ESA and NASA team on a third exciting Venus probe: Here's why

NASA and the European Space Agency (ESA) are collaborating on a new Venus probe, with EnVision headed to our distant Solar System neighbor as part of a trio of spacecraft set to unlock unprecedented insights. The ESA announced EnVision had been given the green-light today, with the new Venus orbiter to carry NASA's Synthetic Aperture Radar.

That instrument, called VenSAR, is designed to take high-resolution measurements of the surface of the planet. It'll be a long-anticipated update to the previous mapping, which NASA's Magellan mission undertook all the way back in the early 1990s.

Magellan arrived at Venus in mid-1990, and then remained in orbit for more than four years as it mapped the surface. In the end, 98-percent of the planet was imaged at resolutions of 100 meters or better, including multiple passes over some sections. However four years simply isn't long enough to give deeper insight into how Venus' surface features may be changing over time.

That's where the new VenSAR and the EnVision probe comes in. "Repeated observations and comparisons with Magellan imagery promise the opportunity for planetary scientists to detect volcanic, tectonic and geomorphic changes over multiple time scales at a resolution that gets to the level of individual landslides," NASA explains.

The overall goal is to try to understand why Venus and Earth evolved so differently from each other. As the ESA explains, "instead of being a habitable world like Earth, it has a toxic atmosphere and is enshrouded with thick sulphuric acid-rich clouds."

There remain plenty of secrets to unlock. It's unclear whether Venus is still geologically active, or indeed whether it once featured an ocean or could've sustained any form of life. In addition to the VenSAR, the ESA will equip the probe with a sounder to detail underground layering, and spectrometers that examine the atmosphere and surface of Venus. Another instrument will explore the internal structure and gravity field, among other things.

What makes this announcement particularly special is that EnVision isn't the only Venus investigation to get approval recently. NASA confirmed it would be undertaking DAVINCI+ (Deep Atmosphere Venus Investigation of Noble gases, Chemistry, and Imaging) and VERITAS (Venus Emissivity, Radio Science, InSAR, Topography, and Spectroscopy) earlier this month, two missions expected to launch inside the 2028 – 2030 timeframe.

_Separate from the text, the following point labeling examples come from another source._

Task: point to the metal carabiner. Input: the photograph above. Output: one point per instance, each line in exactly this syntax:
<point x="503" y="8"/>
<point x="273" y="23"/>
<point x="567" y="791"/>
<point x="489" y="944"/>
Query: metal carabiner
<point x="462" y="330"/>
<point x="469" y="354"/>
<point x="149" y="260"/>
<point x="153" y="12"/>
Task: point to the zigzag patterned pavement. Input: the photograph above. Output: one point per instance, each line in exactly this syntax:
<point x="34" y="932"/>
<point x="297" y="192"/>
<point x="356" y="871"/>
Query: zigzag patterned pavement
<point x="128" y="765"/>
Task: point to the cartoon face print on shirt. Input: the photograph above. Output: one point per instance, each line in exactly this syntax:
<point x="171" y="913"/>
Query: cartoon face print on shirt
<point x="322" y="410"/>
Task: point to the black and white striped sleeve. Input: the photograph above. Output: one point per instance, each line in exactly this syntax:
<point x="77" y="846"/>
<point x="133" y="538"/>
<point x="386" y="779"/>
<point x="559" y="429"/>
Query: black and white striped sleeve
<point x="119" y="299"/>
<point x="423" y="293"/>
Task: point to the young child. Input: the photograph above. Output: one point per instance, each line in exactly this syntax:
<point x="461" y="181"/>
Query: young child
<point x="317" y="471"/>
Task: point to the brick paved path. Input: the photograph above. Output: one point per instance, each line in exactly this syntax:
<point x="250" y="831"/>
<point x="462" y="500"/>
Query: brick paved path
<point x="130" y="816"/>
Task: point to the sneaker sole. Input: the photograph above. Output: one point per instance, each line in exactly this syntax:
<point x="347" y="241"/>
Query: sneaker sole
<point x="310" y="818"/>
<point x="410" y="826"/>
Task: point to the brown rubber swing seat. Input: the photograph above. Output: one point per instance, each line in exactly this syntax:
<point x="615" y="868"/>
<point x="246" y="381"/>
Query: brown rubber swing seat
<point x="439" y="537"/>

In tandem, the three probes will deliver the richest cache of data on Venus so far in Earth's space mission history.

EnVision is scheduled to launch in the early 2030s, with the earliest possible launch opportunity in 2031. If that's missed, there are further options in 2032 and 2033, the ESA says. It'll take around 15 months, after launch, to reach Venus, and then a further 16 months to achieve orbit circularization via aerobraking. After that, if all goes to plan, EnVision will orbit Venus once every 92 minutes, at an altitude between 137 and 336 miles.